I love using this approach at any level: whether the candidate is experienced at a staff level, or if the candidate is a high school or college student going for an internship. It solves many of the problems the other simulations had and tries to keep the interview as emotionally leveled as possible.

Designing a Question

I recently did an interview for a candidate and was responsible for designing a question that I felt would be achievable in a thirty-minute window. My question ended up being a simple system design question in iOS that was relatively flexible and open-ended. The goal was to provide an empty canvas to the candidate in Coderpad with some expectations on what this system should do, but that they could design it in the style they’d like.

When I asked for feedback from my peers on this question, one piece of feedback that I now consider as a requirement is to enumerate any and all considerations or expectations. That is: don’t assume a candidate is going to do something based on their experience or level. We assume that more experienced candidates might already write their design with SOLID principles, write unit tests to validate their design, ask several questions about any ambiguity in the problem statement, or the different edge cases that could occur. When the candidate doesn’t match those internal assumptions however, we’re left feeling confused and unsure about a candidate’s competency.

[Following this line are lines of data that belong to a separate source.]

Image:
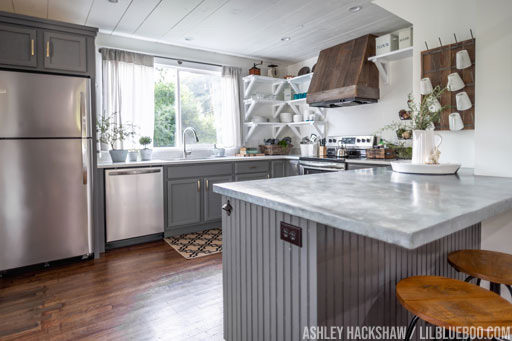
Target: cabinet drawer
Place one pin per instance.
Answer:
(243, 167)
(199, 170)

We also need to remember: we’re providing a question that the team has likely spent hours thinking on in a cozy, non-time-restraining environment. What we consider simple may be difficult in an environment that the candidate may feel under duress in.

When designing a question, be up front and explain some ideas the candidate can consider. I struggled on this because I felt like these assumptions felt like really obvious “hints.” If we’re not direct with some of the expectations though, it’s impossible to objectively grade them. One of my friends made this remark about hints/considerations, and it’s solidified my belief that they should always be present for the candidate to read:

“In this case, it’s not really a hint because they still need to know what it means and how to do it.”

When you outline these ideas, you are letting the candidate know that these are ideas you should try to explore and explain. The candidate’s level will shine based on their results and explanations. Some considerations I love to point out include:

  • You may utilize any programming APIs and paradigms in the Swift programming language.
  • Think about the single responsibility principle when designing this system.
  • Think about how you would unit test this system. What about functional test support?
  • Think about edge cases: networking, disk I/O, invalid data from the network.
  • Please refrain from using third-party libraries.
  • Lastly: please ask questions! The requirements are designed to be ambiguous enough so you can have flexibility in your design. Imagine this is a whiteboarding meeting where all of us are collaborating on the design. We’re here to answer any questions and to stimulate conversations on ideas you may encounter.

I always make an effort to mention that this is not a simulation where engineers are watching the candidate like a science experiment. This should simulate a real-time discussion as if we all were whiteboarding the idea and providing feedback. I encourage the candidate to ask any kind of question they have, no matter how silly or difficult it is. Giving the candidate a free space to discuss their thoughts, questions, and garner feedback helps them feel more comfortable in an otherwise stressful, anxiety-inducing process.

These are just some ideas that I’ve been wanting to write for some time. Most of my experiences have given me a ton of lessons learned on how to conduct simulations, and these simulations are going to vary based on team culture and needs. However, providing a comfortable environment for the candidate and being explicit about the requirements and considerations can help bring out the best in both the interviewers and interviewee! After all, we’re all simply trying to find teammates that can work well with the team. Why not provide them the environment that can give them the best chance to succeed?